Pourquoi la sagesse et l'intelligence deviennent-elles un obstacle au salut? Pourquoi cela fut-il le bon plaisir de Dieu? Nous avons l'habitude de voir dans la sagesse et l'intelligence la source de la vertu. Et cette habitude n'est pas sans fondement, car toute culture, et c'est elle précisément qui forme nos habitudes, se construit sur l'accroissement du raisonnable. Y compris la culture biblique: en elle, l'intelligence devient une condition indispensable de la connaissance de Dieu, et donc du salut: « Le commencement de la sagesse est la crainte du Seigneur, et la connaissance du Saint est l'intelligence » (Pr 9:10). Et cela nous est très compréhensible.

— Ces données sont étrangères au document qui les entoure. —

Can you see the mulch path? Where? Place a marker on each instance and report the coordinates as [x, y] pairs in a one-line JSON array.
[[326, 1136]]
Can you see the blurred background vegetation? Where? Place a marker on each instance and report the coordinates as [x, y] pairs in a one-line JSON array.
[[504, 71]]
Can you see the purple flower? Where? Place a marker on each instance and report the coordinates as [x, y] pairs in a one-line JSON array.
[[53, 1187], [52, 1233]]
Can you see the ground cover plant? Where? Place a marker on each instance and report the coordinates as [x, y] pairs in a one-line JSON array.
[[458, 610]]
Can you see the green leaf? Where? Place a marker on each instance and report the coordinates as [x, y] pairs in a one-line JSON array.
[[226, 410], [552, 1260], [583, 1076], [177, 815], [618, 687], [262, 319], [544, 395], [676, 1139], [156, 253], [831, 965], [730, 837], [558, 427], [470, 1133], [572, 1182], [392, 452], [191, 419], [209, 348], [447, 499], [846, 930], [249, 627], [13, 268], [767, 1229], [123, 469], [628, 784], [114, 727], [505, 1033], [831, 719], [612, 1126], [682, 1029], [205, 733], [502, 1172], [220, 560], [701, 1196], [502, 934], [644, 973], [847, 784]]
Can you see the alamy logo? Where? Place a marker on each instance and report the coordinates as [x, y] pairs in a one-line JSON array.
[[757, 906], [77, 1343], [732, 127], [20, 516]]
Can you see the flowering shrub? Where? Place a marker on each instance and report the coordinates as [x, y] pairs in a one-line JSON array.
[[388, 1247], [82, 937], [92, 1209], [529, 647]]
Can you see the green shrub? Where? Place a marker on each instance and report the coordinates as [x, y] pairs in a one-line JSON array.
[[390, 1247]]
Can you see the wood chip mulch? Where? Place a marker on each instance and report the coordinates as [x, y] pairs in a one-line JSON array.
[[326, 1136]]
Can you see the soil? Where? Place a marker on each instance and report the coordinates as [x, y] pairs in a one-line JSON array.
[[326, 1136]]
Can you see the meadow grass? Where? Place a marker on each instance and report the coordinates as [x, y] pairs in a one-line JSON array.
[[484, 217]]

Mais voici que vient le Christ, et il apparaît que quelque chose ne va pas ici. Essayons de comprendre quoi. Tournons-nous encore vers le livre des Proverbes, ce livre vraiment principal parmi les livres canoniques consacrés à l'intelligence: « Heureux l'homme qui a trouvé la sagesse, et l'homme qui a acquis l'intelligence; car son gain vaut mieux que le gain de l'argent, et son revenu plus que l'or » (Pr 3:13-14). Et encore: « Acquiers la sagesse, acquiers l'intelligence; ne l'oublie pas et ne t'écarte pas des paroles de ma bouche. Ne l'abandonne pas, et elle te gardera; aime-la, et elle te protégera. Le principal, c'est la sagesse: acquiers la sagesse, et avec tout ce que tu possèdes acquiers l'intelligence. Estime-la hautement, et elle t'élèvera; elle te glorifiera si tu t'attaches à elle; elle mettra sur ta tête une belle couronne, elle te donnera une couronne magnifique » (Pr 4:5-9). Dans ces citations, sans doute, s'exprime de la manière la plus manifeste la grandeur de l'homme revêtu d'intelligence.
La grandeur... Oui, mais le Christ appelle à l'humilité, car lui-même est doux et humble de cœur. Et pour quoi? La réponse la plus forte serait sans doute les paroles du même livre des Proverbes: précisément en chantant l'intelligence humaine, il dit soudain, comme par hasard: « Confie-toi au Seigneur de tout ton cœur, et ne t'appuie pas sur ton intelligence » (Pr 3:5). Cette lueur deviendra avec le Christ un flot lumineux et éclatant d'amour, prêt à s'humilier devant son Bien-Aimé, car il ne veut rien d'autre.